Saturday, January 8, 2011
The next morning we approached a beautiful farm nestled into the country side. We were pleasantly greeted by Mr. and Mrs Moore and some of their 10 Children. All I can say is that it was such a breath of fresh air to see a large family that was such a wonderful working unit. They welcomed us into the the home and farm.
The Alpines that they keep and use are for a family run business Garland Goat Soap of Vermont. Please check them out at http://www.garlandgoatsoap.com/! We were very lucky to come home with two of their beautifully crafted bars. Not to mention the wonderful Raw Milk that they also sell at their farm. That of course didn't last long in our house as we here in the Baker Household go threw about 5 gallon a week.

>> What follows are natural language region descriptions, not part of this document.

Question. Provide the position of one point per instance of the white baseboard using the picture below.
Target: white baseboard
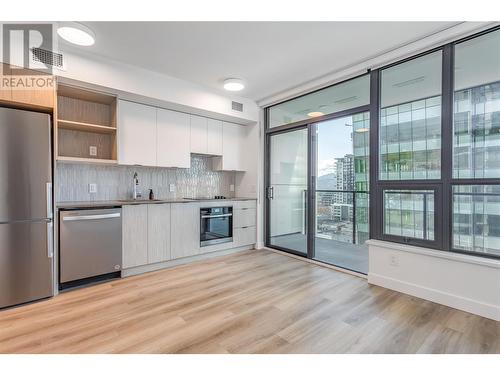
(443, 298)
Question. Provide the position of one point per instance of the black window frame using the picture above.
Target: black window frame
(443, 199)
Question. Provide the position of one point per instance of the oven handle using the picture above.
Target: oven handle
(211, 216)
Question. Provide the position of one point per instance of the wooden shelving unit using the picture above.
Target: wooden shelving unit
(86, 120)
(85, 127)
(72, 160)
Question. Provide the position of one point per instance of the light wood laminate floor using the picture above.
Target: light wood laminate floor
(255, 301)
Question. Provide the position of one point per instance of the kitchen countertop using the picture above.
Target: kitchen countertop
(123, 202)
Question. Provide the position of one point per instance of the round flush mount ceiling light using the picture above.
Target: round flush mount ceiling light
(315, 114)
(76, 33)
(234, 84)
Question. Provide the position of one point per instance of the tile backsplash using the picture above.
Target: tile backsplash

This was also a test for my boys. I felt that if they could handle drinking raw cows milk then I hoped they would be able to handle raw goats milk when the time came.
One of the Moores daughters was in charge of the goats and we were happy to meet her and hear all that she had to tell us about them. When going to a farm where animals are so well cared for to purchase animals I often wonder just how hard it is to watch them get loaded and carted away to a new farm......this is something that at some point we will have to deal with.....but I'm rushing to that yet.
This is May! She came second and looked much like her mother.
The third sister had been purchased by the families vet and her name was June!
Friday, January 7, 2011
The barn was amazing. As we walked in we were greeted by all the animals that clearly adored John and Jason. Poka Spot that is shown above was a big hit with my boys. She was nose to nose with all three of the older boys and they couldn't get enough of her.
John has a list a ready for us to choose from, names, parents, milking records tons of info that was really helpful. When it comes right down to it the boys who play a very active role in all that we do on the farm had the final say and for them it was based on looks. Stanton loved Holly since she had one horn and Bryce adored Domineak-and I know I'm killing the spelling here sorry about that. Both with wonderful colors and eager to come when called and both breed.
John and Jason were so very kind as to give us a tour of the barn. The milking room, the milk room the chicken coop....wow Jason has made some wonderful things that are so useful for the helping the barn run smoothly. They are like a well oiled team. You really should take the time to check out their websites and blogs to see all that they have done, do and how they care for their animals. In my head it what a farm looks like.
As well loaded our troops in the the truck that was pointed in the direction of VT we thanked them again, shook hands with happy smiles on our faces and talked of when we would come back to pick up the girls. As we pulled away I have to admit I was a little sad that we couldn't have stayed longer heard more stories of the work that they do and the plans that they have......I can't wait to go back.
Sunday, January 2, 2011
- Goat milk protein is more easily digested than cow milk protein
- Goat Milk Protein is known for reducing the chances of contracting diabetes and other health problems
- Naturally Homogenized
And the list goes on, these are just three that we here on the farm find to be wonderful. Not to mention all of things that you can do with the milk
- Drinking milk
- Wheel Cheese
We have yet to mention the wonderful personalities of these animals. Granted we are only getting started with goats but have found them so very lovable! They are a wonderful addition to the harmony of our farm!